People-based GIS and marginalised communities

Thursday, January 17th, 2013

People-based GIS: This new paradigm of analysis and visualization is undoubtedly promising and offers potentially radical new ways to devise of motion in time and space (I found particularly interesting Miller’s rhetoric of “exchanging” these two variables). But  I wonder who are the “people” that this GIS is based on and how we can use these new paradigms to help not only those with easy access to new technologies (or wireless connnections for that matter). Another student raised the question of how to evaluate which data to use from the abundance available to researchers. In market applications, it makes sense to privilege that data which will gain money for a firm. However, those with reliable incomes often have reliable transport, and as such, are not those most in need of infrastructural and transportation improvements. The new field of GIS must take into account (along with the seemingly countless technical aspects of reliable data collection) the more social aspects that may indicate to us who may most benefit from this field of research. This means extending our questions outside of the urban core, the middle class, the educated and the mobile.
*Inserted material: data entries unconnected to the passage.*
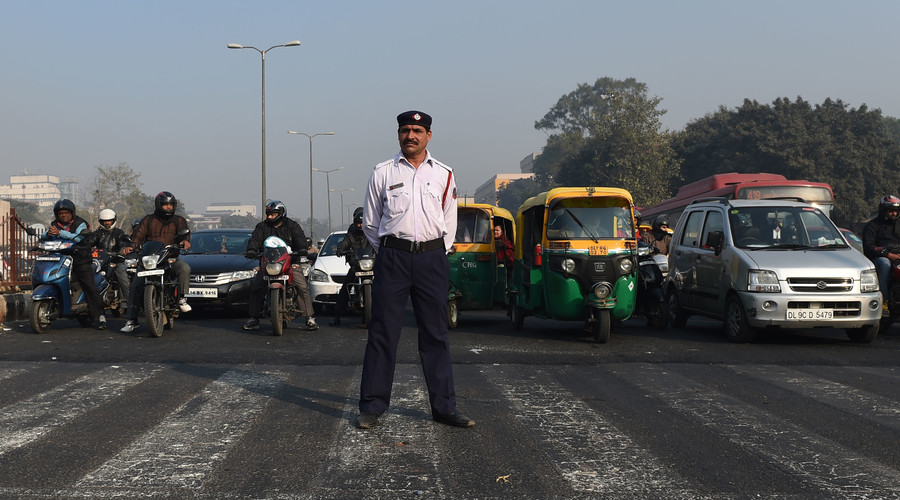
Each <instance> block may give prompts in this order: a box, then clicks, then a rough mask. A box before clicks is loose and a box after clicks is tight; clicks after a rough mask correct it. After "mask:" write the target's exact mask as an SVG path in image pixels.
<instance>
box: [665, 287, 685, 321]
mask: <svg viewBox="0 0 900 500" xmlns="http://www.w3.org/2000/svg"><path fill="white" fill-rule="evenodd" d="M666 305H667V306H668V307H667V309H668V310H669V311H668V313H669V323H672V326H674V327H675V328H684V326H685V325H687V318H688V314H687V313H686V312H685V311H684V309H682V308H681V306H680V305H679V304H678V295H677V294H676V293H675V289H673V288H670V289H669V293H668V295H666Z"/></svg>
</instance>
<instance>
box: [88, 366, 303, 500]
mask: <svg viewBox="0 0 900 500" xmlns="http://www.w3.org/2000/svg"><path fill="white" fill-rule="evenodd" d="M286 378H287V375H286V374H285V373H281V372H275V373H268V372H259V371H252V370H249V369H235V370H230V371H228V372H226V373H224V374H223V375H222V376H220V377H219V378H218V379H216V380H215V381H213V382H211V383H210V384H209V385H208V386H207V387H206V388H205V389H204V390H203V391H201V392H200V393H198V394H197V395H196V396H195V397H194V398H192V399H191V400H190V401H187V402H186V403H185V404H183V405H182V406H181V407H179V408H178V409H176V410H175V411H174V412H172V413H171V414H169V416H167V417H166V418H165V419H164V420H163V421H162V422H160V423H159V425H157V426H156V427H154V428H153V429H151V430H150V431H149V432H147V433H146V434H145V435H144V436H143V437H142V438H141V439H139V440H138V441H136V442H135V443H134V444H132V446H130V447H128V448H126V449H125V450H123V451H122V452H121V453H119V454H118V455H116V456H115V457H113V458H112V459H110V460H109V461H107V462H106V463H104V464H103V465H101V466H100V467H99V468H98V469H97V470H95V471H94V472H91V473H89V474H87V475H85V476H84V477H83V478H81V480H79V481H78V483H77V485H76V486H77V487H80V488H129V489H135V488H137V489H145V488H172V487H174V488H184V489H188V490H195V489H198V488H200V487H201V486H202V485H203V482H204V480H205V479H206V477H207V476H208V475H209V473H210V471H211V470H212V469H213V467H214V466H215V465H216V464H217V463H219V462H220V461H221V460H222V459H223V458H224V457H225V455H226V454H227V453H228V451H229V450H230V449H231V448H232V446H233V445H234V444H235V443H236V442H237V441H238V440H239V439H240V438H241V436H243V435H244V434H245V433H246V432H247V431H248V430H249V429H250V427H251V426H252V425H253V424H254V422H255V420H256V418H257V417H258V415H259V414H260V413H261V412H262V411H264V409H265V406H266V403H267V401H268V400H269V399H270V398H271V397H273V396H274V395H275V393H276V391H277V390H278V387H279V386H280V385H281V384H282V383H284V381H285V380H286Z"/></svg>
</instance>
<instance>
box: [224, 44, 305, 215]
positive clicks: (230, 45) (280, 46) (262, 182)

Herein lies an interesting space wherein methods of participatory GIS may  thrive. By working with marginalised or remote populations and the tools at their own disposal, people-based geography may be able to live up to its name. It is important in conceptualizing research methodologies that we speak to specific ways of being and ways of knowing. While the theoretical aspect of people-based GIS is at times hard to digest, its implementation could have important implications, especially in the field of accessibility. As such, one of the maor challenges for the discipline will be incorporating those populations for whom accessibility is a major issue. It will also mean looking at methods of data collection that address the specific needs and ways of being of those communities with restricted physical or social mobility.


What about people?

Thursday, January 17th, 2013

Historically, place based representation in Geographic Information Systems has been the norm.  However, in an ever increasingly complex and interconnected world, place-based methods are becoming more and more inadequate, especially with regards to Transportation GIS and urban GIS. Miller proposes that a people based method is required in order to better address  the complex spatial and temporal patterns in peoples lives. A space-time perspective views the  person in space and time as the center of social and economic phenomena.
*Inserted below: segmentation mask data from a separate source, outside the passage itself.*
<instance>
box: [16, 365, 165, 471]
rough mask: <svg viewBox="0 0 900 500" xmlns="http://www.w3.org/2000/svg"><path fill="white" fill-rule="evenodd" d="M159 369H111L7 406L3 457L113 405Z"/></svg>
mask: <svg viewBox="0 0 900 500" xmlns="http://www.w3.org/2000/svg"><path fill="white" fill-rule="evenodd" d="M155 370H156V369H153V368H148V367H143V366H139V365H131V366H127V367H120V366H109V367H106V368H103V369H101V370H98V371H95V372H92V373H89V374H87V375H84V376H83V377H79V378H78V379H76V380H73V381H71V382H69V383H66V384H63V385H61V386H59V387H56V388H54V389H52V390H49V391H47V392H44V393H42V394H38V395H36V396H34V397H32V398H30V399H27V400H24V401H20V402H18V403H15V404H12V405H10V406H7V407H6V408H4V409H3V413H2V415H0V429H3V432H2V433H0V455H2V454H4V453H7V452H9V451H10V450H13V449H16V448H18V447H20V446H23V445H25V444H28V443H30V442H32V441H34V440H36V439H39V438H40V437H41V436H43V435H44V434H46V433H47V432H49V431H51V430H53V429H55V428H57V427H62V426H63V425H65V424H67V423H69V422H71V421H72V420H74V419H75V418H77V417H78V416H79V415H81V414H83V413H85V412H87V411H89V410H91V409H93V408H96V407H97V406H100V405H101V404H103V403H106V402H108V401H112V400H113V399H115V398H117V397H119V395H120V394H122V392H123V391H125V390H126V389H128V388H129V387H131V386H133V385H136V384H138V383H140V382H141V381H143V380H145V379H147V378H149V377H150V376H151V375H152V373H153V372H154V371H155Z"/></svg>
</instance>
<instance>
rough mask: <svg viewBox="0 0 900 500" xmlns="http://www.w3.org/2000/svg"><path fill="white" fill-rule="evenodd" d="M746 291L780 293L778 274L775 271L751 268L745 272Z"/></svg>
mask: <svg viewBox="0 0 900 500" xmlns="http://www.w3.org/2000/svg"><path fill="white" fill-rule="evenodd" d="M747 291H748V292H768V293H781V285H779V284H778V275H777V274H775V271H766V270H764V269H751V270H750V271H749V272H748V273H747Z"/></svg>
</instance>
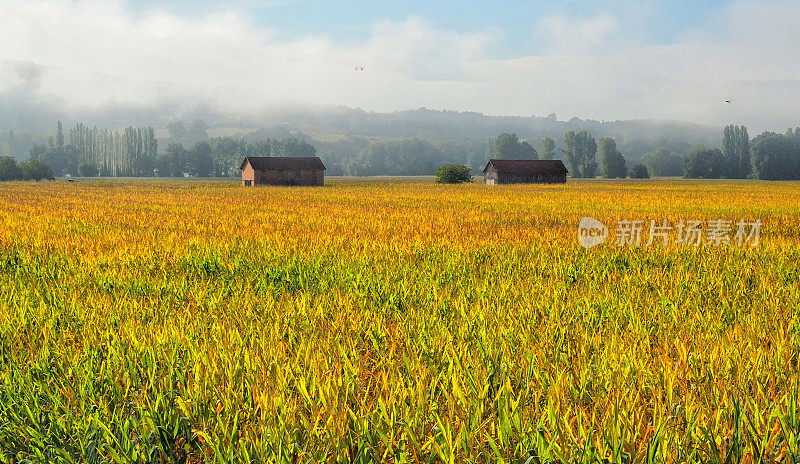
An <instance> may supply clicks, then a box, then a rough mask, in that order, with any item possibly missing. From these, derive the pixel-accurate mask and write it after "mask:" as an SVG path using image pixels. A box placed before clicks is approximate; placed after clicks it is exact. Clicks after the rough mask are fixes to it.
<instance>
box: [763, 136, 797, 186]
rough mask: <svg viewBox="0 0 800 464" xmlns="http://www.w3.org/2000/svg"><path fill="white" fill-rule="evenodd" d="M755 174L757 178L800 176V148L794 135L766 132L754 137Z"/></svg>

Miller states that space-time activity (STA) data, which is collected through information technologies (IT) such as mobile phones, gps, etc is crucial to this method. One particular characteristic  that I found very interesting was the traditional methods of collection. STA data is usually collected in 4 ways: recall methods, stylized recall methods, diary methods, and prospective methods. However, each of these methods is flawed by the fact that they are entirely dependent on independent input from the test subjects. As is the case with a survey based approach, individual bias and error can severely affect the accuracy of the data. Miller does a good job of citing the substantial problems with these traditional approaches

It is also interesting to note how the evolution of IT technologies, or more specifically GPS and location based services, can enhance the collection of activity data.  This is very fascinating because it signifies the fact that a people based approach to data collection will increase and become significantly more reliable and accurate with time.One issue I do have with this approach is ethics surrounding the collection of data. Although STA can provide an important pattern of human activity, it may also infringe upon certain ethical issues, most chiefly privacy. Therefore, creating a method of collection STA that is not only accurate and unbiased, but chiefly anonymous, will be key to any development within the field in the future.